Lights placed on tall structures so that planes see them – and don’t hit them – are vulnerable to hacking. They can be turned off. Remotely. Via the internet.
There hasn’t been an incident, but the vulnerability was uncovered by security researcher Amitay Dan and confirmed by an FAA official.
The issue was with “obstruction lighting” designed to alert aircraft to obstacles. Dan found at least 46 control panels online for light systems, including in Baltimore; Tuscola, IL; Decatur, TX; as well as Ontario in Canada, according to a list of IP addresses and other details he provided to Motherboard. The names of the systems’ locations suggest some of the systems could have controlled lighting on tall cell phone towers.
Credit: steven earnshaw via Wikimedia Commons
The FAA and Dialight, which manufactures systems that were discovered to be accessible via the open internet, were informed of the issue over the summer. According to the FAA, while they do “not generally govern accessibility and the security of non-federal obstruction lighting systems” they’ve taken on the issue because “this vulnerability does create a safety concern that the FAA agrees should be addressed.”
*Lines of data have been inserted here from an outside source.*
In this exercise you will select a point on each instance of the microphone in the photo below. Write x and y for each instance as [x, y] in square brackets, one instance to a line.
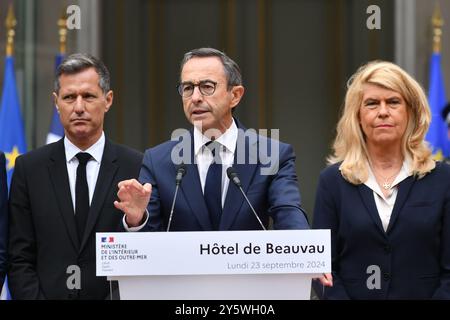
[181, 171]
[233, 176]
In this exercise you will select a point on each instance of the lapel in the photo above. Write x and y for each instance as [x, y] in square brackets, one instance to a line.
[245, 171]
[404, 188]
[57, 168]
[108, 169]
[369, 202]
[192, 190]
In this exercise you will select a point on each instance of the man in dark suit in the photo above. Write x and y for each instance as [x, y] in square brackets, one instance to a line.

The FAA has worked with Dialight, which has identified customers that have their lights and they’re “assisting with fixes.” In addition, their new lights now require ‘security credentials’ which – while presumably hackable – at least require hacking to turn off maliciously.
(HT: David H.)
No need to worry, John McClane will save us if the lights go out.
Few pilots would plan to see and avoid structures solely based on their obstruction lighting. All visual and instrument charts include sector info that informs safe flying altitudes. Enroute, approach, and terminal radar controllers also deliver instructions that that keep pilots away from terrain or obstruction dangers (yes, errors and exceptions can occur…but are unusual). Modern avionics suites also contain terrain and obstruction databases that will alert pilots if they’re at risk of collision with *known* hazards.
This is a safety issue for sure, but pales in comparison to say…hacking into and messing with the FAA’s digital systems or more clandestinely, hijacking radio frequencies and spoofing false ATC clearances.